America’s Newest Fad the World’s Oldest: Water

NEW YORK (AP) —
Walter Pugh, 83, of Belzoni, Miss., loads a case of his bottled water into his shopping cart last Tuesday. (AP Photo/Rogelio V. Solis)
Walter Pugh, 83, of Belzoni, Miss., loads a case of his bottled water into his shopping cart last Tuesday. (AP Photo/Rogelio V. Solis)

It wasn’t too long ago that America was all over soda. Now, an old favorite has the country’s heart.

As New York City grapples with the legality of a ban on the sale of large cups of soda and other sugary drinks at some businesses, one thing is clear: soda’s run as the nation’s beverage of choice has fizzled.

In its place? A favorite for much of history: Plain old H2O.

For more than two decades, soda was the No. 1 drink in the U.S. with consumption peaking in 1998 at 54 gallons a year, according industry tracker Beverage Digest. Americans drank just 42 gallons a year of water at the time.

But over the years, as soda increasingly came under fire for fueling the nation’s rising obesity rates, water quietly rose to knock it off the top spot.

Americans now drink an average of 44 gallons of soda a year, a 17 percent drop from the peak in 1998. Over the same time, the average amount of water people drink has increased 38 percent to about 58 gallons a year. Bottled water has led that growth, with consumption nearly doubling to 21 gallons a year.

The trend reflects Americans’ ever-changing tastes; it wasn’t too far back in history that tap water was the top drink. But in the 1980s, carbonated soft drinks overtook tap as the most popular drink, with Coca-Cola and PepsiCo putting their marketing muscle behind their colas with celebrity endorsements.

Americans kept drinking more of the carbonated, sugary drink for about a decade. Then, soda’s magic started to fade: Everyone from doctors to health advocates to government officials were blaming soft drinks for making people fat. Consumption started declining after hitting a high in the late 1990s.

At the same time, people started turning to bottled water as an alternative. Its popularity was helped by the emergence of single-serve bottles that were easy to carry around.

Until then, bottled water had mainly been sold in “big jugs and coolers” for people who didn’t trust their water supply.
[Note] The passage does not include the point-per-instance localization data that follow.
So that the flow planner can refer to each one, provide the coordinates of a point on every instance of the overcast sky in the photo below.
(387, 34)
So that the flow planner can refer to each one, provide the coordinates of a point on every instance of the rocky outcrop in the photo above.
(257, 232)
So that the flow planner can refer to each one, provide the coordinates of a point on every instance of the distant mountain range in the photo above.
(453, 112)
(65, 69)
The new soft drink-like packaging helped fast-track bottled water’s growth past milk and beer. In fact, the amount of bottled water Americans drink has risen nearly every year for more than two decades, while the estimates of how much tap water people drink has fluctuated up and down during that time. When taken together, water finally overtook soda in 2008, according to Beverage Digest.
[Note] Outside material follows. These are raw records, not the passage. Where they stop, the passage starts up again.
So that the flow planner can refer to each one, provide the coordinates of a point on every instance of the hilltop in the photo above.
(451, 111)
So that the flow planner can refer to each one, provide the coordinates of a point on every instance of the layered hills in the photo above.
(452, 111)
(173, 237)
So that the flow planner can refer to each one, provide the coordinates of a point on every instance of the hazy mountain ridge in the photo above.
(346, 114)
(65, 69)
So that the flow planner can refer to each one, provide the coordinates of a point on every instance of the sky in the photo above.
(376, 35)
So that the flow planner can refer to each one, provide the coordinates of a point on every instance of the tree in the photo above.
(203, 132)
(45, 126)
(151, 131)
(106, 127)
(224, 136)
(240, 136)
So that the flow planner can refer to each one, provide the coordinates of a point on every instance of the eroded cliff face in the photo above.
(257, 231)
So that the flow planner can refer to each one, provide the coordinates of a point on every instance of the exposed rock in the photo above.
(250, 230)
Based on current trajectories, Michael Bellas, the CEO of the industry tracker Beverage Marketing Corp., predicts that bottled water alone could overtake soda within the next decade.
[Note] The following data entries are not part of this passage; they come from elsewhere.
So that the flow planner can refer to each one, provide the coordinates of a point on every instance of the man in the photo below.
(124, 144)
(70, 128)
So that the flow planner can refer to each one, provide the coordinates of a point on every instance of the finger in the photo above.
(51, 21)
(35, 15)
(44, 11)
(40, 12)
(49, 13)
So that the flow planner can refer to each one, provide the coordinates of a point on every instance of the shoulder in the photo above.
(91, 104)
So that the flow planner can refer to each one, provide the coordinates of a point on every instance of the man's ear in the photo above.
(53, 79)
Currently, people drink 21 gallons of bottled water a year. That compares with 37 gallons of other water, which includes tap, sparkling, flavored and enhanced waters such as Coca-Cola’s vitamin water.

In the meantime, the chairman and former CEO of Nestle Waters North America, Kim Jeffery, is waiting for bottled water’s moment in the spotlight. Nestle, the Swiss company that makes Poland Spring, Nestle Pure Life, Deer Park and other brands, has nearly half of the share of the bottled water market.

“For thousands of years, water was beverage of choice for human beings,” he said. “Now we’re reverting back to that.”